『夜の翼』(ロバート・シルヴァーバーグ/ハヤカワ文庫)

夜の翼 (ハヤカワ文庫 SF 250)

夜の翼 (ハヤカワ文庫 SF 250)

 ”小説工場”とも呼ばれるくらいの多作家で知られるシルヴァーバーグですが(参考:ロバート・シルヴァーバーグ - Wikipedia)、翻訳されている中で現在普通に入手可能な作品となるとおそらく本書くらいのものではないかと思われます。本書は三部構成になっていますが、そのうちの第一部『夜の翼』が1969年ヒューゴー賞(中編小説部門)を受賞。その後、続けて書かれた第二部と第三部と合わさってひとつの長編となって、1976年にアポロ賞(フランスのSF文学賞)を受賞しています。
 遥かな未来。
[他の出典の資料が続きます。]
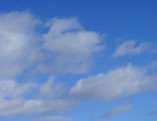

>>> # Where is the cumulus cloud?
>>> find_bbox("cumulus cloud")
[0,12,39,79]
[93,105,131,121]
[113,40,147,57]
[0,80,75,117]
[101,105,131,119]
[70,64,156,100]
[39,79,68,99]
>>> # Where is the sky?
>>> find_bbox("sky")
[0,0,157,121]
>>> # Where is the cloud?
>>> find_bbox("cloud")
[101,105,131,119]
[43,18,104,74]
[0,12,39,79]
[33,116,72,121]
[113,40,147,57]
[0,80,75,117]
[70,64,157,100]
[39,79,68,99]
[0,80,75,117]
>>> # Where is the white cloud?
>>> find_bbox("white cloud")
[0,80,75,117]
[39,79,67,99]
[43,18,103,74]
[33,116,72,121]
[101,105,131,119]
[113,40,147,56]
[70,64,157,100]
[0,12,39,79]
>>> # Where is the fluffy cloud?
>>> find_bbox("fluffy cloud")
[33,116,72,121]
[93,105,132,121]
[43,18,104,74]
[0,12,39,79]
[113,40,147,56]
[0,12,104,116]
[101,105,131,119]
[70,64,157,100]
[0,80,74,117]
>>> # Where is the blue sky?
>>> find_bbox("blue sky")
[0,0,157,121]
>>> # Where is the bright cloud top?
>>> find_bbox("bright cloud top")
[70,64,156,100]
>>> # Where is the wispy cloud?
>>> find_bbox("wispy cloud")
[70,64,157,100]
[93,105,132,121]
[113,40,148,57]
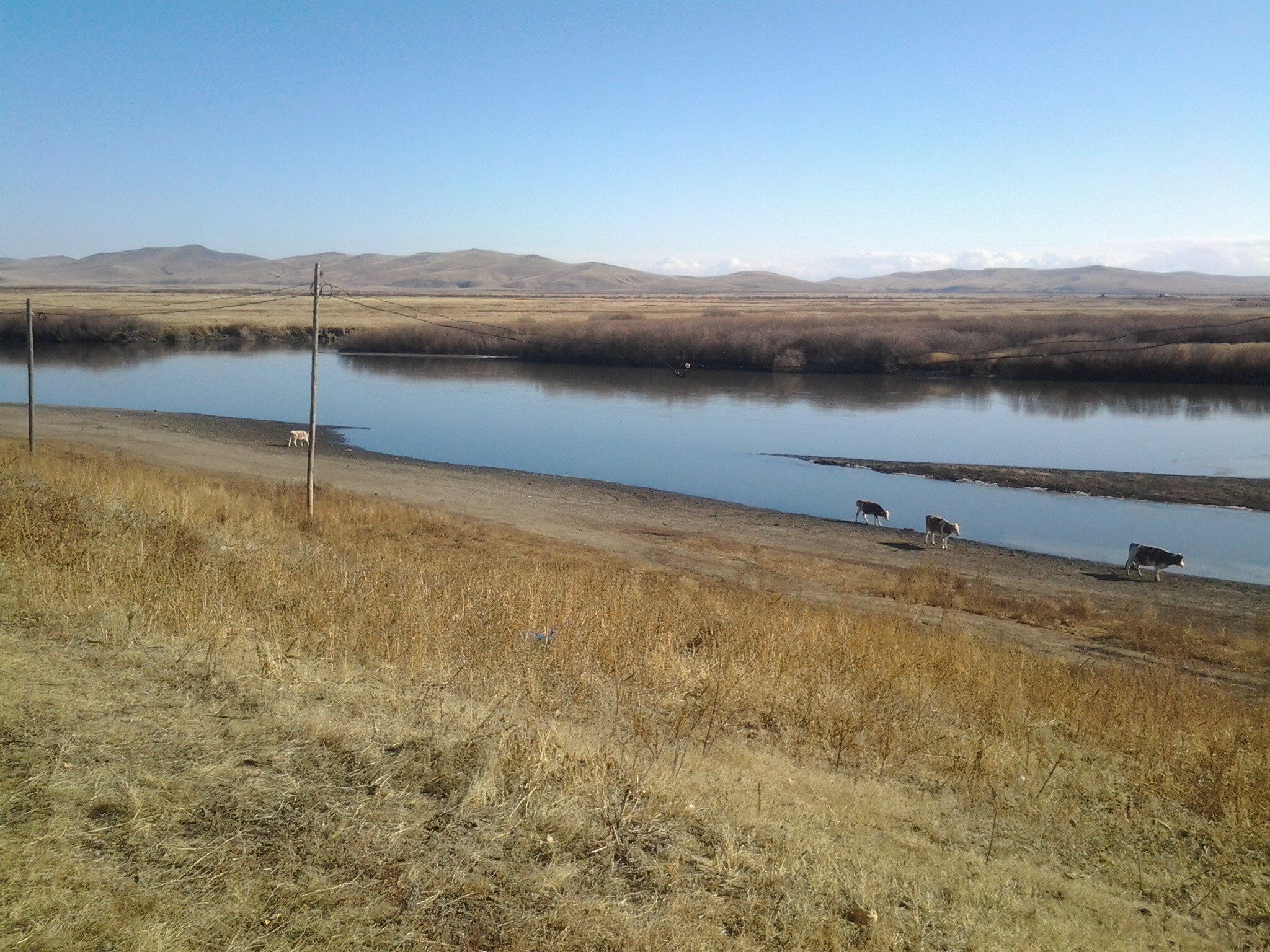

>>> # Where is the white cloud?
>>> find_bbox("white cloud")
[631,237,1270,281]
かつて高度な文明を発達させていたはずの人類はもはや衰退の一途を辿っています。外敵の侵入に怯えながら滅び行く存在。人類は職業、あるいは『魔法の時代』に造られた種族ごとに〈ギルド〉を構成し、都市に寄り添うことで細々と生きています。そんな世界において旅を続ける三人。老いた〈監視者〉トーマス、若くて美しい〈翔人〉アヴルエラ、そして謎の多い〈変型人間〉ゴーモン。奇妙な三人組は古都ロウムを訪れるが、それは人類と地球の運命を変える大きな出来事の引き金となる……といったお話です。
 本書は三部構成ですが、第一部では古都ロウム(ローマのもじり)、第二部はペリ(パリのもじり)、第三部はジェルスレム(エルサレムのもじり)とそれぞれ実在の都市が舞台のモデルとなっています。
 〈監視者〉は外敵の襲来を絶えず監視する役目を負った者のことですが、そうした役割は冷戦下の緊張状態のメタファーでもあるのでしょう。また、〈監視者〉の超感覚増幅装置による見張りの歓喜や〈巡礼者〉の星石による〈聖霊〉との交わりといった状態はドラッグ・カルチャーの影響です。職業や種族によって分けられた〈ギルド〉は人種や宗教といった帰属意識のメタファーとして理解することができます。このように、作中のあちこちに散りばめられているSF的ガジェットには何らかの社会的な意味合いを感じ取らずにはいられないのですが、そうして作られたはずの世界はとても幻想的なものです。『夜の翼』とは、一義的には太陽風のない夜にしか飛ぶことのできない〈翔人〉の翼のことを指しますが、広い意味では侵略者に支配された人類の被侵略者としての運命を指していると考えられます。幻想的な世界ではありますが、個別の人類を超えた種族としての人類を題材としているがゆえに、ファンタジーのような世界でありながらSF的な物語観を読者は感得できるのだと思います。
 お話としては、ヒューゴー賞を受賞しただけあって第一部『夜の翼』が図抜けていると思います。イメージの美しさもさることながら、主人公トーマスの〈監視者〉としての運命、ひいては人類そのものの運命にある種の残酷な暗転の美学(←悪趣味)が感じられる傑作です。ただ、SFとしてのスケールの大きさという点では第二部『〈記憶者〉とともに』も捨てがたいです。人間の脳が集積された記憶槽。そこに保存された人類の記録。第一周期での華々しい文明の発達。第二周期において到達する高みと傲慢さゆえの転落。そして第三周期への転落。種としての緩慢なる死。それは単なる記録に過ぎませんが想像力を喚起させられます。また、それとは別に主人公が陥る苦難と迫られる選択にも興があって面白いです。第三部『ジョルスレムへの道』になると、エルサレムへの旅ということで宗教めいた物語になりましてそれ自体は別に構わないのですが、物語全体に無理やりオチを付けようとした感がなきにしもあらずで「こんなハッピーエンドは認めねー」と思わないでもないのですが(笑)、全体的な評価を損なうほどのものではないと思います。オススメです。